A
Simple Random Sample (SRS) is the type of sample used almost
exclusively in
statistics. It involves identifying a
population (the
entire group of
individuals you wish to
report data on) giving each a
number, and then picking numbers randomly to create a
sample. Nowadays, picking
random numbers is generally done by
computers, but thats only
pseudorandom; if you want to be
hardcore,
RAND Corporation publishes a book entitled
One Million Random Digits containing (you guessed it) one million
random digits.
One important thing to note about an SRS is that while many people will define it as being a sample in which each individual from the population has an equal chance of being picked, this is only half of the definition; the more accurate definition is that every possible sample has an equal chance of being the sample.

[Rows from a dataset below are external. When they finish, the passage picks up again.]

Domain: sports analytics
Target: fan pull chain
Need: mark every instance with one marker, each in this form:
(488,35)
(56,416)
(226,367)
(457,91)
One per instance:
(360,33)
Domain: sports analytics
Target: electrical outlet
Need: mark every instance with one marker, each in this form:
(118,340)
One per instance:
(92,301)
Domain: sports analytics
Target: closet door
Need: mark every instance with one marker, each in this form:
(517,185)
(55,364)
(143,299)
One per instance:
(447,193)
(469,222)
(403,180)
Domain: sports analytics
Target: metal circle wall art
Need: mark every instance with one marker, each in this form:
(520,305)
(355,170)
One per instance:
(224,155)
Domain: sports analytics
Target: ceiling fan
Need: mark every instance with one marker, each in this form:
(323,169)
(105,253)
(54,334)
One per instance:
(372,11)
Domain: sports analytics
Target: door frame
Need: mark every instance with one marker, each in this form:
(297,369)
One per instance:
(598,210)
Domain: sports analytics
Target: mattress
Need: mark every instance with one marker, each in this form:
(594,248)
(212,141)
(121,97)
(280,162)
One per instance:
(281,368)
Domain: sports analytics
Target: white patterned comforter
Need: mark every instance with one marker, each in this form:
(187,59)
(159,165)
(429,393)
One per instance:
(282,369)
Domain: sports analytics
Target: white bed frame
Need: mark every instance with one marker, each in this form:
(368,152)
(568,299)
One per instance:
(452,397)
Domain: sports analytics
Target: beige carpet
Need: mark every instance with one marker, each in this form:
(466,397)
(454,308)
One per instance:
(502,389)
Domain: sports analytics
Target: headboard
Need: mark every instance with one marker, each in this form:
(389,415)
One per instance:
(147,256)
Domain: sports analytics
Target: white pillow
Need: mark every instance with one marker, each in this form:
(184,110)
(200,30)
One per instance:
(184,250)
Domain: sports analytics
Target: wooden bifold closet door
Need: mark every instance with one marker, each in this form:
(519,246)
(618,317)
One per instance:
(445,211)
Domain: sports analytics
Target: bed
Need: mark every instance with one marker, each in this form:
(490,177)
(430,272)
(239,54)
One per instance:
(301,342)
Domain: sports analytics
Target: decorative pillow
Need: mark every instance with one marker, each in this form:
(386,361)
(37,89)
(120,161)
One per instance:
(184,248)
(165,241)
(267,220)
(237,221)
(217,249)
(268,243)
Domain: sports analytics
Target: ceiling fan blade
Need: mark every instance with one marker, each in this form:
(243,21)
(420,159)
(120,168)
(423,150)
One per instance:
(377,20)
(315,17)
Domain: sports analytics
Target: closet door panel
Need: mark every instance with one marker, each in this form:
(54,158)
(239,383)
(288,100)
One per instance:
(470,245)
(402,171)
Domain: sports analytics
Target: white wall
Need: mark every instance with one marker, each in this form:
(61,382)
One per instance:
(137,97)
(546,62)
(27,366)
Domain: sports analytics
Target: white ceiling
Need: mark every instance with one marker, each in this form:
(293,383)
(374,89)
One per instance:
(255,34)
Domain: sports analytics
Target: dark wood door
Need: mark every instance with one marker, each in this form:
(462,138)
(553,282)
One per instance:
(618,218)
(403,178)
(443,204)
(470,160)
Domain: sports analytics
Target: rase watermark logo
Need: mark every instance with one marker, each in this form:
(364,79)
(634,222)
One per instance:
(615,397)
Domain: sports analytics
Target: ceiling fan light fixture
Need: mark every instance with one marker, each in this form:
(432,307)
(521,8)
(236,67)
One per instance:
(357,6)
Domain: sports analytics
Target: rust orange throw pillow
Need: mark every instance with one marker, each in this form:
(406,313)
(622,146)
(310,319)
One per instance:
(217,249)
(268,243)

To understand the difference, consider the following situation. Let's say you want to find out the mean weight of bowling balls. Bowling balls, in our imaginary world come in blue and red. 70% of all bowling balls in this world are red. The other 30% are blue. Picking 7 red balls and 3 blue balls does not make a simple random sample, even though each ball will get representation in the sample equal to its proportion of the population (this is a stratified random sample, actually). In a simple random sample, it would be possible (though unlikely) that you would get ten blue balls. This is the essence of a simple random sample - every possible sample has an equal chance of being the sample you pick.
A simple random sample is more or less the only type of sample permissible in most statistical calculations. This is also why you shouldn't trust statistics from call-in polls, standing-around-in-the-mall-asking-people-to-fill-out-a-survey polls, etc. - they're going to be very biased and unrepresentative of the population.